Der Tempel ist euch aufgebaut,
Ihr hohen Musen all’,
Und hier in meinem Herzen ist
Das Allerheiligste.

Wenn morgens mich die Sonne weckt,
Warm, froh ich schau’ umher,
Steht rings ihr Ewiglebenden
Im heil’gen Morgenglanz.

Ich bet’ hinan, und Lobgesang
Ist lauter mein Gebet,
Und freudeklingend Saitenspiel
Begleitet mein Gebet.

Ich trete vor den Altar hin
Und lese, wie sich’s ziemt,
Andacht liturg’scher Lektion
Im heiligen Homer.

Und wenn er ins Getümmel mich
Von Löwenkriegern reißt
Und Göttersöhn’ auf Wagen hoch
Rachglühend stürmen an,

Und Roß dann vor dem Wagen stürzt
Und drunter und drüber sich
Freund’, Feinde wälzen in Todesblut —
Er sengte sie dahin

Mit Flammenschwert, der Heldensohn,
Zehntausend auf einmal,
Bis dann auch er, gebändiget
Von einer Götterhand,

Ab auf den Rogus niederstürzt,
Den er sich selbst gehäuft,
Und Feinde nun den schönen Leib
Verschändend tasten an:

Da greif ich mutig auf, es wird
Die Kohle zum Gewehr,
Und jene meine hohe Wand
In Schlachtfeldwogen braust.

Hinan! Hinan! Es heulet laut
Gebrüll der Feindeswut,
Und Schild an Schild, und Schwert auf Helm,
Und um den Toten Tod.

Ich dränge mich hinan, hinan,
Da kämpfen sie um ihn,
Die tapfern Freunde, tapferer
In ihrer Tränenwut.

Ach, rettet! Kämpfet!
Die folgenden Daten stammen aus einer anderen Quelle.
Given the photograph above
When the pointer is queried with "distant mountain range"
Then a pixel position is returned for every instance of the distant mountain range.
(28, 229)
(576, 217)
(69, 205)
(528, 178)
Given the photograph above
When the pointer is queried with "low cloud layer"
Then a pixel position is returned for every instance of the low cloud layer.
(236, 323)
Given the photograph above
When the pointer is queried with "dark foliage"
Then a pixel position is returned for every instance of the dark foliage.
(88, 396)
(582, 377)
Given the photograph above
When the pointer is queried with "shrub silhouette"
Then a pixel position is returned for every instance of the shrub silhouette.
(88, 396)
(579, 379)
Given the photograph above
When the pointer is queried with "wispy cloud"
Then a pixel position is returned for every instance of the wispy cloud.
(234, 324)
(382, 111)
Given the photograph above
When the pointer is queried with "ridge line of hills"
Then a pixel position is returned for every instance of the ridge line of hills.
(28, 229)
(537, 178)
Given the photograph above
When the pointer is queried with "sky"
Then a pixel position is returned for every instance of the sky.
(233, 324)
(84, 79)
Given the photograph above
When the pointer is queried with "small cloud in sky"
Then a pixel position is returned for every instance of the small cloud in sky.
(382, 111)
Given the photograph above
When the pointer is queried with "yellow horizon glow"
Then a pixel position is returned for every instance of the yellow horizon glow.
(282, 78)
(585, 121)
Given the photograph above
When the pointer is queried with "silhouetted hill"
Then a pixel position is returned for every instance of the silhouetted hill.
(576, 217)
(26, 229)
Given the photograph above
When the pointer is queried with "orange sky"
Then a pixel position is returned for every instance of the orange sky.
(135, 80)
Rettet ihn!
Ins Lager tragt ihn fort,
Und Balsam gießt dem Toten auf
Und Tränen Totenehr!

Und find ich mich zurück hierher,
Empfängst du, Liebe, mich,
Mein Mädchen, ach, im Bilde nur
Und so im Bilde warm!

Ach, wie du ruhtest neben mir
Und schmachtetest mich an,
Und mir’s vom Aug’ durchs Herz hindurch
Zum Griffel schmachtete!

Wie ich an Aug’ und Wange mich
Und Mund mich weidete,
Und mir’s im Busen jung und frisch,
Wie einer Gottheit, war!

O kehre doch und bleibe dann
In meinen Armen fest,
Und keine, keine Schlachten mehr,
Nut dich in meinem Arm!

Und sollst mir, meine Liebe, sein
Alldeutend Ideal,
Madonna sein, ein Erstlingskind,
Ein heiligs, an der Brust;

Und haschen will ich, Nymphe, dich
Im tiefen Waldgebüsch;
O fliehe nicht die rauhe Brust,
Mein aufgerecktes Ohr!

Und liegen will ich Mars zu dir,
Du Liebesgöttin stark,
Und ziehn ein Netz um uns herum
Und rufen dem Olymp,

Wer von den Göttern kommen will,
Beneiden unser Glück;
Und soll’s die Fratze Eifersucht,
Am Bettfuß angebannt.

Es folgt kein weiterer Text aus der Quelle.